Dem Russ Feingold Monday challenged Republican U.S. Sen. Ron Johnson to take a position on the Trans-Pacific Partnership trade deal, saying he's had long enough to decide.
Johnson's campaign has called Feingold's opposition to the trade pact a knee-jerk reaction, saying the former senator hadn't even reviewed the deal before announcing last spring he opposed it.
But Feingold said Monday he first saw a draft posted to the Internet last March, reviewed that thoroughly and then decided to oppose the "rip off" of a deal. He questioned whether Johnson has reviewed the document, which was formally released in November, saying there's no evidence he's looked at it.
"It's time for him to take a position.
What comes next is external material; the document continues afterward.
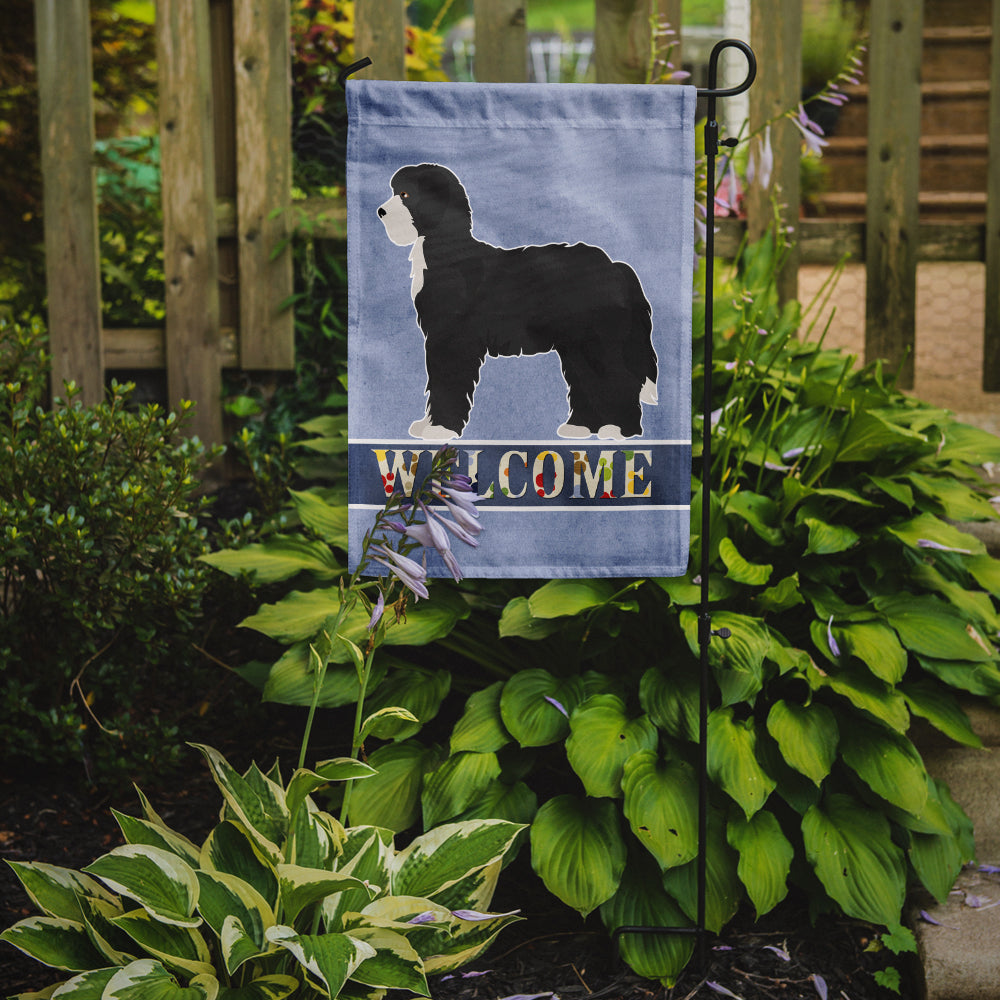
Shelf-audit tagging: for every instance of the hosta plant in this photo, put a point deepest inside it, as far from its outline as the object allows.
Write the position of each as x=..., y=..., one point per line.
x=279, y=900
Four months is long enough," Feingold told reporters after a speech to the Wisconsin State Council of Machinists Spring Conference. "If you've got time to file lawsuits all the time about the Affordable Care Act, you ought to have time to work on something that the people of Wisconsin are really concerned about, and that's job loss."
Johnson spokesman Brian Reisinger said the senator is doing the "hard work of reaching out to affected constituents" before making a decision on "this complicated agreement."
"Senator Feingold only knows how to grow government, which is why he decided months ago to try for cheap political points by condemning this deal before he'd even read it," Reisinger said, adding about Johnson, "He believes the job of a senator is to do his homework and put facts ahead of rhetoric or politics."
Feingold also said the country needs to change tax code language that encourages companies to move their headquarters overseas, but he didn't embrace Hillary Clinton's criticism of Johnson Controls.
The publicly traded company announced it was merging with Tyco and would move the merged companies' headquarters to Ireland.
Feingold said he backs legislation by U.S. Sen. Dick Durbin, D-Ill., to clarify what percentage of a company's operations would have to be based in a foreign country "to get away with this."
Still, he called Milwaukee-based Johnson Controls a "great company."
Clinton started a TV ad earlier this month slamming the company's move.
"The answer isn't demonizing a company," Feingold said. "The answer is changing the law in a way that would make sense."
In other comments to reporters, Feingold:
*called the Republican Party a "mess" with the ongoing turmoil over front-runner Donald Trump and questioned why Johnson hasn't taken a stronger position on the billionaire's status as the front-runner.
U.S. Sen. Ben Sasse, R-Neb., posted to Facebook yesterday that he can't support Trump for president and would likely look for a third candidate if the businessman wins the GOP nomination. Congressman Reid Ribble, R-Sherwood, also has denounced Trump.
During an appearance on Charlie Sykes' radio show Monday, Johnson was asked about Sasse's position. Johnson had said earlier in the segment that he was praying for a GOP nominee that has "integrity, intelligence, ideas and courage." He said something similar when Sykes asked him about Sasse's announcement.
"I'm praying, let's see how the process plays out," he said. "Charlie, we have such enormous problems facing this nation. I don't like demagoguery on any side of the political spectrum, and we have it across the political spectrum."
Republicans, meanwhile, have pushed Feingold to publicly proclaim his candidate in the Dem presidential primary. He again said he'll support the Dem nominee, adding both Hillary Clinton and Bernie Sanders would make a good candidate.
"I've said that I'll support whoever the Democratic nominee is," Feingold said. "I don't know why Sen. Johnson is unable to make the same statement. I'm happy with our candidates, and I think they've done an admirable, mature job of talking about the issues."
*said he expects the race with Johnson to be close despite several surveys from the Marquette Law School that have him up on the incumbent by double digits.
"I do not take those kinds of numbers seriously," Feingold said. "I'm working as hard as I've ever worked in my life because so much is at stake."